Ramirez frowned, but didn’t argue. She didn’t care for Sayers much. The former park ranger was a textbook misanthrope. Her idea of helping people was putting a bullet in them before the zombies got to them. But Saoirse was right. Sayers knew the High Peaks better than anyone in any of the camps.
“If he’s right, the Villa could solve all our problems in one go,” Ramirez went on. “We’d have room for everyone, food, and ammunition. We could move up there, then strip the camps at our leisure and start fresh.”
“The camps… you mean bring everyone in on this?” Dunnigan asked.
“Why not?” Ramirez gestured. “We could use the help, after all.”
Dunnigan took his cap off and scrubbed the back of his head with a rough palm. “We need to do something. I just don’t know whether this is it. Going up into the mountains, with the way things have been – that’s not like riding down the road in a truck.” He glanced up as someone knocked on the door.
Ramirez turned to see Hutch poking his head through. He looked worried. That was never a good sign. “What is it?” she asked.
“Some tourists came to visit,” Hutch said.

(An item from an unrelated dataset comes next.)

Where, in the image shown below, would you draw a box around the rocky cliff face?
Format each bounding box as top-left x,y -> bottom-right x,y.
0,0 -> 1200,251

“Tourists?” Westlake asked.
“Walkers,” Saoirse supplied. “Most of the zombies we get these days aren’t local. They wander in from out of the area. Or so our resident zombologist swears.”
“She knows what she’s talking about. I wish she didn’t, but she does.” Ramirez looked at the others. She could tell that they still weren’t convinced, not wholly. Westlake was an unknown, a self-professed criminal, and she was asking them to take a bigger risk than just strip-mining an abandoned town. She looked at Hutch. “Hutch, show Westlake the sights while we talk in private.”
“What about the tourists?” Hutch began.
“Labrand and the others can deal with them,” Ramirez said.
“Whatever you say, boss.” Hutch gestured to Westlake. “Let’s take a walk.”
Westlake looked like he wanted to protest. Ramirez cut him off with a glance. “You’ve made your pitch, Westlake. Now give us a minute.”
Westlake met her eyes and nodded, reluctantly. “Fine.” He let Hutch lead him out of the room.
Ramirez waited until they’d gone before she spoke. “I know it’s a long shot, but we’re down to the wire here.”
Dunnigan sighed. “Yeah, yeah, I know.”
“Remember when we hit that big-box store over near Lake Placid?” Ramirez went on, pressing her case. “We got volunteers from all three camps. That way, no one got left out and no one took on too much risk. Why not do the same for this? It’ll benefit us all, right?”
Frieda nodded. “I agree with Estela.”
“Quelle surprise,” Saoirse said, but with a smile. “I do too, as it happens. What about you, Dunny?”
Dunnigan scratched his head again, adjusted his cap, and nodded. “May as well share the risk, if we’re sharing the wealth. I’ll put the call out. We’ll see who bites.” He fixed Ramirez with a stern look. “You certain he’s on the level?”
“About this? Yeah. Yeah, I think so.”
“You think or you know?”
Ramirez was silent for a moment, wondering how best to answer. Then she shrugged. “Heck if I know, Dunnigan. Either way, we have to hope he’s right. We don’t have much of a choice.”